I was caught a bit off guard this January when I received an email from Randy Atkins, the senior media relations officer at the National Academy of Engineering. Although I had worked briefly last year at the National Academies before joining the Department of Defense, I had never met Randy. However, his name and voice I did know from listening to NAE Engineering Innovation podcasts.
Even more surprising to me was why he contacted me; he wanted ideas for what a Barbie doll would look like if she were a computer engineer!
You see, every few years, Mattel announces a new career for Barbie.
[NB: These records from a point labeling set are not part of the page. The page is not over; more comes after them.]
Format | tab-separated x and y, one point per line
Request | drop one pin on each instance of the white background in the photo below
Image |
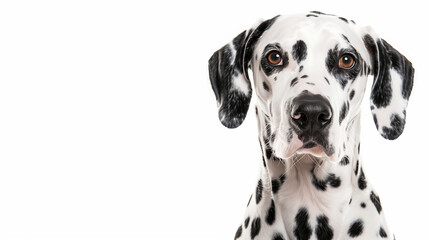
109	129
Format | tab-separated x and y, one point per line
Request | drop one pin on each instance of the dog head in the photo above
309	76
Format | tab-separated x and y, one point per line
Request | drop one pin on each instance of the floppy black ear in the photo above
229	77
391	89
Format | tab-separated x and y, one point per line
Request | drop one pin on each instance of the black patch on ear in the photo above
254	38
294	82
246	222
403	66
397	126
238	233
356	228
376	201
223	67
382	233
265	85
302	228
352	94
249	200
345	161
381	93
362	181
271	214
299	51
342	75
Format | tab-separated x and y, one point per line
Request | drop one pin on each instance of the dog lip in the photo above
313	146
309	144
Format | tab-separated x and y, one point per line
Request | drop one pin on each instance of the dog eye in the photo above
347	61
275	58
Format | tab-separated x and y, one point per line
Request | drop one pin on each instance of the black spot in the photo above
302	230
334	181
323	230
356	228
397	127
362	180
343	19
265	85
275	185
352	94
319	184
282	178
375	120
299	51
343	76
345	38
246	222
269	68
271	214
344	161
357	167
343	112
289	135
376	201
258	194
327	81
268	152
238	233
294	82
255	227
382	232
252	40
277	236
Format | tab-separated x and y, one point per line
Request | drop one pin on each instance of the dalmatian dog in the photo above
309	75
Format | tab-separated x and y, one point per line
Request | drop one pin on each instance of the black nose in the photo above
310	113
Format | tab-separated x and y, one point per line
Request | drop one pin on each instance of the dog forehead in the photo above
323	32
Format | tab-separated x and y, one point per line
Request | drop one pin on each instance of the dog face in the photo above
309	75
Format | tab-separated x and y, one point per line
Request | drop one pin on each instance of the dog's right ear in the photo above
229	77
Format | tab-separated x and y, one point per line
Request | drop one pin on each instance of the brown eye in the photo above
275	58
347	61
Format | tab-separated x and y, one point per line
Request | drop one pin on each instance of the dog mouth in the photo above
311	147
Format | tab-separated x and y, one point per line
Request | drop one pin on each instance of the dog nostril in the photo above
300	118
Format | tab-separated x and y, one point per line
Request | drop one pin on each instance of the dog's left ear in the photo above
391	89
229	77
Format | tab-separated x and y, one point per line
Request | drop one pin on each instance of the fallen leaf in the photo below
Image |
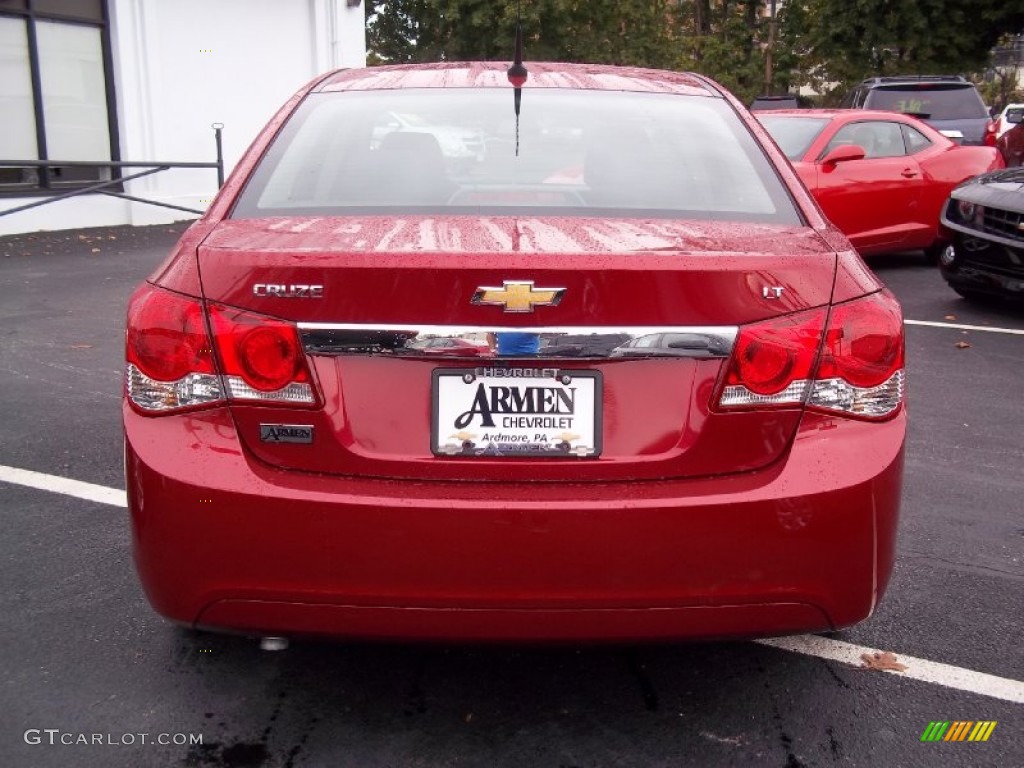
882	660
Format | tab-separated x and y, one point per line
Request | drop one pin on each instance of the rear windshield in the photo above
930	101
794	135
458	151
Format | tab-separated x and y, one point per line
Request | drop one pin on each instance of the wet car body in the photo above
985	220
888	199
297	466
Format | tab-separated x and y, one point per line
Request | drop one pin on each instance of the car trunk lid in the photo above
631	350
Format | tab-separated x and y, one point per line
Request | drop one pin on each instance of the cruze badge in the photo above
282	291
518	296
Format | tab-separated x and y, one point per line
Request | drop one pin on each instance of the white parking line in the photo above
916	669
961	327
64	485
811	645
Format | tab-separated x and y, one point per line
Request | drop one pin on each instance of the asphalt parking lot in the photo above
83	653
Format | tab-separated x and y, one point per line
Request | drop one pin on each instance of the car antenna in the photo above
517	73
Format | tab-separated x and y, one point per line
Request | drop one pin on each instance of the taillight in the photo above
991	133
171	365
853	366
772	361
261	357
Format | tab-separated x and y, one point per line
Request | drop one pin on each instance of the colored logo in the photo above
518	296
958	730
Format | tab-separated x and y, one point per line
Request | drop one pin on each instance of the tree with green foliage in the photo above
828	44
847	40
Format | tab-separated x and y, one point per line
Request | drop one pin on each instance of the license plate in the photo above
526	412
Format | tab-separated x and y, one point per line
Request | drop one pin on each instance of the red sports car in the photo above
296	466
882	177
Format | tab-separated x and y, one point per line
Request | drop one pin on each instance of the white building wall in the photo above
180	66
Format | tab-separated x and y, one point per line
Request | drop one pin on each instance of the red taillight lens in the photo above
170	365
769	356
860	372
269	358
171	361
864	341
166	336
991	133
261	357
This year, it was selected by online vote from five possible options: architect, anchorwoman, computer engineer, environmentalist, and surgeon. The vote was targeted toward young girls, but computer engineers and scientists—such as Systers (the world's largest email community of technical women in computing) and the Society of Women Engineers—organized their own online "get out the vote" effort.
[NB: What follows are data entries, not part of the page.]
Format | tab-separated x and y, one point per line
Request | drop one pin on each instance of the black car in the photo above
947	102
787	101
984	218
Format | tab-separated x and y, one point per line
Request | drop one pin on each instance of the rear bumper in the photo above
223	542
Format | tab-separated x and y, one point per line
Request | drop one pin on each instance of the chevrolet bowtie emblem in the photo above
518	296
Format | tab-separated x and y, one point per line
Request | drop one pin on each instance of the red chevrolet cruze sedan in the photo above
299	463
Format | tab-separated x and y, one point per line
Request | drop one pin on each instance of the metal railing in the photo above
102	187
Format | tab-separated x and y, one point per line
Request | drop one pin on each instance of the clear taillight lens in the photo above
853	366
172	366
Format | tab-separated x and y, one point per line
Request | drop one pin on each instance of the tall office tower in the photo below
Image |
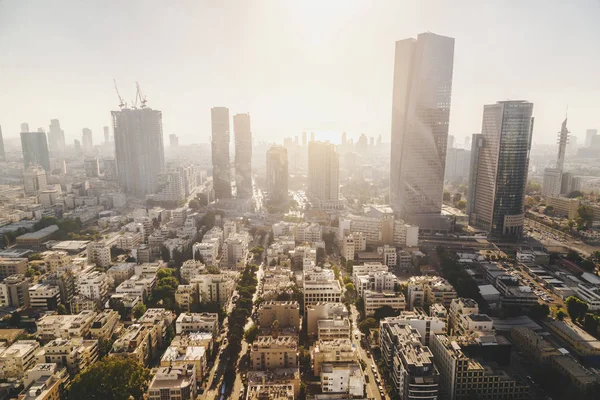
551	186
87	140
220	152
243	155
34	179
503	160
35	149
589	136
56	137
324	175
139	149
277	175
2	154
420	116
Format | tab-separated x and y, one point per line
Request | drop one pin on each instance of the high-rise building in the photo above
503	160
35	149
243	155
87	139
277	174
324	175
56	137
420	119
139	149
551	185
2	154
220	152
34	179
589	136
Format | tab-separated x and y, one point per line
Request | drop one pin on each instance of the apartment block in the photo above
287	313
197	322
268	352
173	383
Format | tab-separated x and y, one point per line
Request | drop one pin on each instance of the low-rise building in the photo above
342	378
287	313
336	328
268	352
104	324
74	354
374	300
332	351
139	342
18	358
197	322
65	326
173	383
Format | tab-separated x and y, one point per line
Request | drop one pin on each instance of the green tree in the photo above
251	334
368	324
138	310
576	308
113	378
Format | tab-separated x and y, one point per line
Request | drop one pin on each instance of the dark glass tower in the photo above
501	171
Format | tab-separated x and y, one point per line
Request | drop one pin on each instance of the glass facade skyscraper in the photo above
420	120
502	162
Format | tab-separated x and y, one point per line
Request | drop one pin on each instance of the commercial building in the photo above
502	165
220	152
269	352
410	363
277	175
287	313
34	179
458	372
429	290
420	121
173	383
243	155
35	149
139	149
324	175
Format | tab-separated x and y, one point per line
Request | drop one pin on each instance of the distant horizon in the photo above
293	66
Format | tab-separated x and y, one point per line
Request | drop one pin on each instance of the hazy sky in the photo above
294	65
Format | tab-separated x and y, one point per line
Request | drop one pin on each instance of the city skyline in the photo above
298	94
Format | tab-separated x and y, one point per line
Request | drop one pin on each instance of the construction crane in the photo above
140	95
121	102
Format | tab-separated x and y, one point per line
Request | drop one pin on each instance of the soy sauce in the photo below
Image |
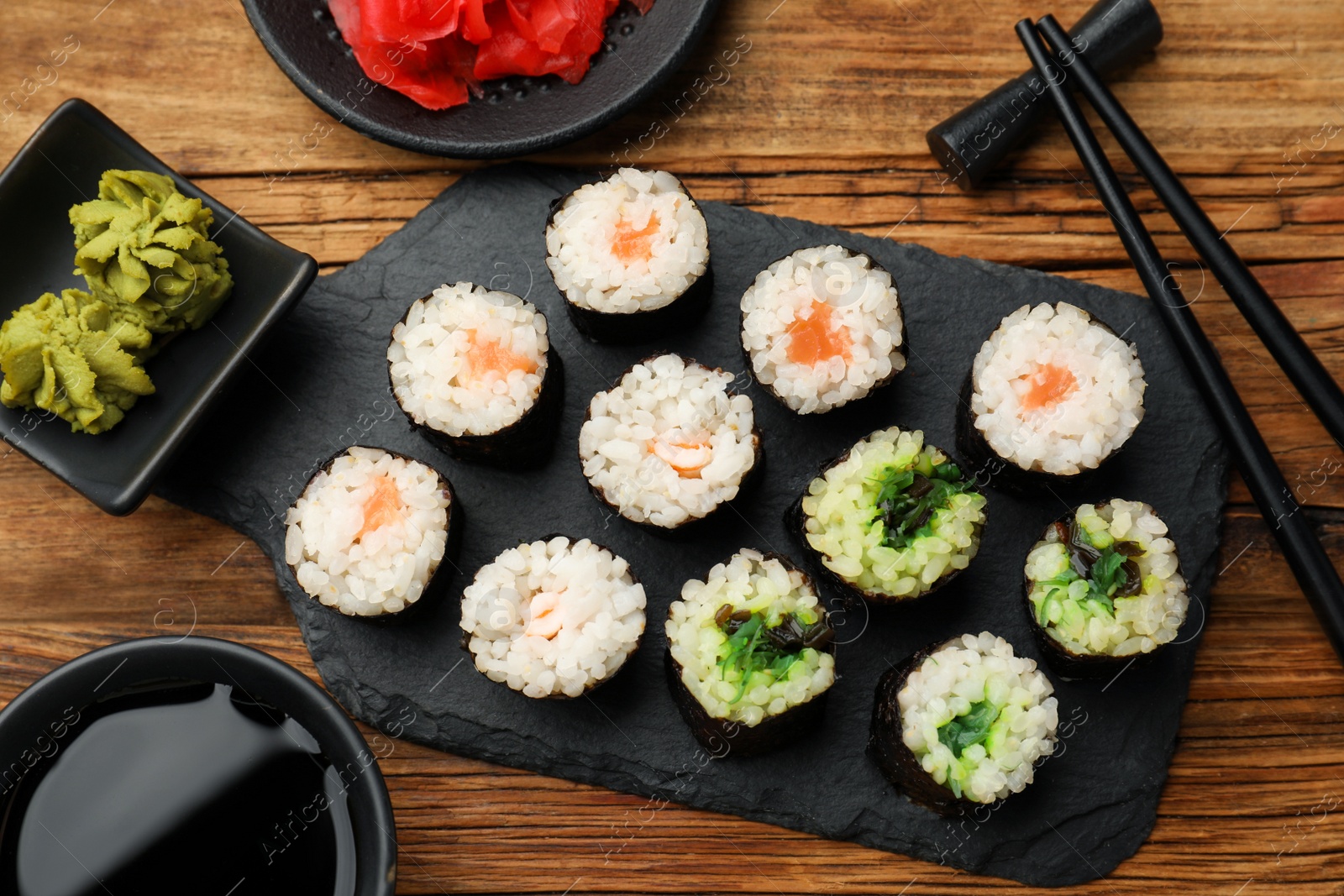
181	788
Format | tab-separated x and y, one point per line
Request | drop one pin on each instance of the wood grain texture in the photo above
822	118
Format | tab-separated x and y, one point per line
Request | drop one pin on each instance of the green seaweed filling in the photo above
757	647
1109	571
907	499
969	728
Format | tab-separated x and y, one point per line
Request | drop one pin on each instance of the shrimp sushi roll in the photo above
669	443
750	654
370	533
963	723
553	618
1104	586
893	519
823	327
475	371
631	255
1052	396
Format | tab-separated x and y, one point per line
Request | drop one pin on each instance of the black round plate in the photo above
132	664
517	116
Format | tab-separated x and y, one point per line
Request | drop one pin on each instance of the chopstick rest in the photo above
971	143
1305	557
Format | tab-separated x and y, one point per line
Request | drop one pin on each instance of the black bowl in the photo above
26	725
517	116
60	167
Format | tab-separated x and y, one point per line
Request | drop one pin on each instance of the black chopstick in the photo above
1305	555
1284	343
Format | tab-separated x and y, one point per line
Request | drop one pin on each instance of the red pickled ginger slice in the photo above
511	53
543	22
475	26
434	73
409	22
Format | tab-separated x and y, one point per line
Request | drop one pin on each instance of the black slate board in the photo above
322	385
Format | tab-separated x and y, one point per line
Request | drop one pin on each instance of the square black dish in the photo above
1093	802
517	116
58	168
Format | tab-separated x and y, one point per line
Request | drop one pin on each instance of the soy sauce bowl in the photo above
113	687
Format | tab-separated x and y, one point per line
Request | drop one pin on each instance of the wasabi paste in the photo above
74	356
145	244
145	253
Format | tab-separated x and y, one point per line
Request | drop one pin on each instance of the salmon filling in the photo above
817	338
1048	385
488	360
632	244
382	506
687	454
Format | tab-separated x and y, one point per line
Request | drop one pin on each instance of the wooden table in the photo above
823	117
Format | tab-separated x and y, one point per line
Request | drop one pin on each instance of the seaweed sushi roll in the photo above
1104	586
891	519
553	618
631	255
1053	394
823	327
669	443
474	369
750	654
370	532
963	723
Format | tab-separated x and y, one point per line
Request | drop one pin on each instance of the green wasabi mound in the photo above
145	244
144	250
76	356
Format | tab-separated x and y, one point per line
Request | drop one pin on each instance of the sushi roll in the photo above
893	519
553	618
750	654
1104	586
963	723
631	255
370	533
823	327
669	443
1052	396
475	371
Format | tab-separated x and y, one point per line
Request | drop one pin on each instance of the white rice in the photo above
553	618
864	307
752	582
669	443
593	275
947	684
1079	430
843	524
1140	624
430	360
367	573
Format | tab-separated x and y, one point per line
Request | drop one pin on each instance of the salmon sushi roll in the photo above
669	443
370	533
822	328
631	255
1053	394
475	371
553	618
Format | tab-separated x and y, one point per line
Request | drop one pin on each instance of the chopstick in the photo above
1305	557
1284	343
When Randy emailed me, on a recommendation by one of my former co-workers, it seemed likely that Barbie the computer engineer would win. Mattel had asked Randy for some suggestions on what a young, trendy computer engineer Barbie might look like. It was 5 pm, and Randy wanted my ideas by the next morning.
I was excited by the possibilities that quickly came to mind. And I immediately knew who to contact for additional fashion tips: my electrical and computer engineering classmates from Carnegie Mellon. I wrote many friends I hadn't seen for years and received some great suggestions. Kerry (Kravec) Kelly (E'02) thought Mattel should consider a bright fun "bunny" suit for chip fabrication facilities like those once seen in Intel commercials. Katrin (Ambroladze) Wynne (E'03) suggested that a tech-savvy Barbie should have multiple flat-screen monitors and a smartphone. Kate (Williams) Meacham (E'01) proposed incorporating some fun interactive logic puzzles like a Rubik's cube or online games in the doll packaging so that girls could see not only that engineers could be accessible and hip, but also that problem solving itself can be fun.
By morning, Randy had plenty of ideas from me. Within another month, the final vote was in. Computer engineer Barbie won the popular vote. Through the NAE, I went through another iteration of feedback on Mattel's doll sketches. Although not all of the ideas I presented to Mattel made it to computer engineer Barbie, it was fun to be part of the process. The doll comes out this fall (and can be pre-ordered online). She'll be wearing a binary-code-patterned tee and equipped with all of the latest gadgets, including a smartphone, Bluetooth headset, and laptop travel bag.
Some might argue it's silly to get excited about a new Barbie doll. But, to me, she will help reinforce in math-loving little girls that they, like Barbie, can grow up to be computer engineers. Such role models are important because in recent years far less women than men are pursuing computer science degrees. What computer engineer Barbie will do, I think, is broaden the realm of not only what is possible, but also what feels accessible—being smart, confident, and tech-savvy without sacrificing femininity and fun.
—Erin Fitzgerald (E'02)
Erin Fitzgerald is an AAAS Science & Technology Policy Fellow in the Department of Defense Basic Science Office. She develops strategic plans for future basic research investments. During her studies at Carnegie Mellon in electrical and computer engineering, she served as student body president.